Figure 6. Three dimensional diagrams showing variations in dip and strike. Plane in A strikes N 45° W and dips 45° SW; B strikes north-south and dips 60° east; and the plane in C strikes N 45° E and dips 30° SE.
Another structural feature of the schists is the breakage of the rocks along definite plane surfaces called joints. These usually occur in systems formed by a number of parallel joints. The joints formed as a result of stress and strain operating on the rocks during periods of mountain-making and vertical uplifts. Information as to the nature of these forces might be obtained if all the joints were carefully recorded and plotted on a map.
On Mount Mansfield some of the prominent topographic features appear to be controlled by joints. Much of the north-facing cliff on the Nose is controlled by a joint trending N. 65° W., and a similar face on the Lower Lip is controlled by a joint trending N. 60° W. Along the crest of Mount Mansfield a number of joints trend about north-south. Joints of this system in the steep cliffs on either side of the crest of Mount Mansfield have been separated further by the tendency of the rocks to creep down slope under the force of gravity. These joints form the canyons or narrow passageways which are traversed by some of the trails. On Maple Ridge at about 3300 foot elevation the trail crosses a joint trending N. 50° E. which is conspicuous for its four-foot width and the extent and the straightness of the break. A number of joints belonging to this system are found along Maple Ridge.

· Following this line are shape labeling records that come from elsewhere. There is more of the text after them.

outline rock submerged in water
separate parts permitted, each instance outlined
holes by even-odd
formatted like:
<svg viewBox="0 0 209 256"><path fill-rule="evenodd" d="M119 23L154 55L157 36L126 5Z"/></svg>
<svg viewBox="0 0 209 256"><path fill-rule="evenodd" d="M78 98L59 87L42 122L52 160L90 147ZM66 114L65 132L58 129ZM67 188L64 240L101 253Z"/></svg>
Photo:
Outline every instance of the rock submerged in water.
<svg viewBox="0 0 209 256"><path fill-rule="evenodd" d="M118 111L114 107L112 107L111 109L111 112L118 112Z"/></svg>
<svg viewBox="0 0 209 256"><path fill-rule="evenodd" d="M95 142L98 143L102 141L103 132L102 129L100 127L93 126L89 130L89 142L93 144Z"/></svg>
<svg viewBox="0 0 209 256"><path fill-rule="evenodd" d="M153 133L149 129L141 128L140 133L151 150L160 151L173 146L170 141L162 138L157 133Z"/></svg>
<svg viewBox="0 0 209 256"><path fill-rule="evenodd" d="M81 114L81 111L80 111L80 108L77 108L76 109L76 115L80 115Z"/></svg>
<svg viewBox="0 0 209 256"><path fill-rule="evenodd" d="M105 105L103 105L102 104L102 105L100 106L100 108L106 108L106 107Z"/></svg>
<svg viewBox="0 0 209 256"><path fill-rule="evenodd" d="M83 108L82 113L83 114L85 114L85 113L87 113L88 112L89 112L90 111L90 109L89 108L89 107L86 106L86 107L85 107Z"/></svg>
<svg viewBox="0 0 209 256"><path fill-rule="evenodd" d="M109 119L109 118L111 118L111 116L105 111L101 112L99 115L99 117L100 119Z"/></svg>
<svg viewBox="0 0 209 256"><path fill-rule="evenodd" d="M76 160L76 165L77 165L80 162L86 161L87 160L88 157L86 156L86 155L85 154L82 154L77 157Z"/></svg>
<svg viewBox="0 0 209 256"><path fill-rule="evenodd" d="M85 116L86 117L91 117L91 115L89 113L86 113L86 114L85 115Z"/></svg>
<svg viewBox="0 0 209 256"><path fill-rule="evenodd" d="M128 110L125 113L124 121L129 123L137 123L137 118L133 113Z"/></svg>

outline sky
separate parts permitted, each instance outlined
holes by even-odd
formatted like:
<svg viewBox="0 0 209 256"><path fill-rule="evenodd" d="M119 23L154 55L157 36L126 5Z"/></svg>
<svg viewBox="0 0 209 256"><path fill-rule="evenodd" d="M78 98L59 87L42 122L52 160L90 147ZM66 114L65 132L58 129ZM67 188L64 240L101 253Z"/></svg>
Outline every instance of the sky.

GLACIAL HISTORY OF THE AREA
Introduction
The geologic time division previous to the present one is called the Pleistocene or the “ice age.” During this time, large continental glaciers advanced over the northern part of North America several times. The cause of the ice age is not known with certainty and whether geologic history will repeat itself is a matter of conjecture. However, it is established that these vast ice sheets covered New England and that the last ice sheet melted back from the Mansfield area about 12,000 years ago.
If one stands on the crest of Mount Mansfield and looks westward over the Champlain Valley, it is difficult to visualize this entire valley completely filled with ice of the continental glacier. Yet, the evidence shows that the ice sheet was so thick that it completely covered Mount Mansfield at one time.
Evidences of glaciation
Two types of evidence, glacial striae and erratics, show that Mount Mansfield was over-ridden by the continental glaciation. Striae are scratches in the bedrock which were produced by the sharp edges of rocks protruding from the sole of the moving glacier. These scratches show the direction in which the glacier was moving at a particular spot and the average of many readings gives an accurate value as to the overall direction of movement of the ice sheet. On the Long Trail between the Mount Mansfield Hotel and the Chin on Mount Mansfield, striations may be observed at a number of places. Some of the positions where readings were made are indicated on the map by the triangular-pointed arrows. Faint striae may be seen near the entrance of the Mount Mansfield Hotel and more conspicuous ones are visible on the west side of the roadbed of the secondary road that intersects the Toll Road just below the Hotel. [Figure 7] shows a photograph taken at Drift Rock in which the striae are clearly visible.
The average trend of the striae on Mount Mansfield is about N. 50° W. The movement of the ice is presumed to have been nearly north-south down the Champlain Valley which was deepened by the erosive action of the ice. These facts seem to suggest that the movement of ice over Mount Mansfield was marginal and nearly 45° to the axis of the main ice tongue.